Restando ancora inespresso, tuttavia, il giudizio circa l’effettiva compatibilità di siffatti strumenti rispetto ai presidi già esistenti e, quindi, alla sostenibilità di tali prelievi finanziari. Sono, infatti, ancora incerti i riflessi che tutto ciò potrebbe determinare in termini di potenziale inasprimento delle voci tariffarie applicate, anche nei riflessi dell’utente finale.

31 Corte dei Conti Europea, Relazione speciale. Il principio “chi inquina paga” non è uniformemente applicato nelle diverse politiche e misure dell’UE, 2021.

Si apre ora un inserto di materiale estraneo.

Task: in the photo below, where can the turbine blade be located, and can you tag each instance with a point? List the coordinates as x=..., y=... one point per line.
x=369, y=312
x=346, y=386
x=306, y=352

32 F.CIARAMELLI, Prefazione, in R.FERRARO DI SILVI E CASTIGLIANE, A misura d’ambiente. Perché l’uomo non è al centro dell’universo, Roma, 2021, 5.

33 Cfr. I.VISCO, Considerazioni finali del Governatore della Banca d’Italia, Eurosistema, Relazione annuale, 31 maggio 2022, p. 21 ss., disponibile su https://www.bancaditalia.it/pubblicazioni/relazione-annuale/.

34 Si parla di “adeguati principi per verificare l’evoluzione dei rischi climatici, indicare standard contabili per la divulgazione di informazioni sulle emissioni di carbonio, sviluppare raccomandazioni sugli approcci di regolamentazione e di supervisione”, cfr. op. ult. cit., 22.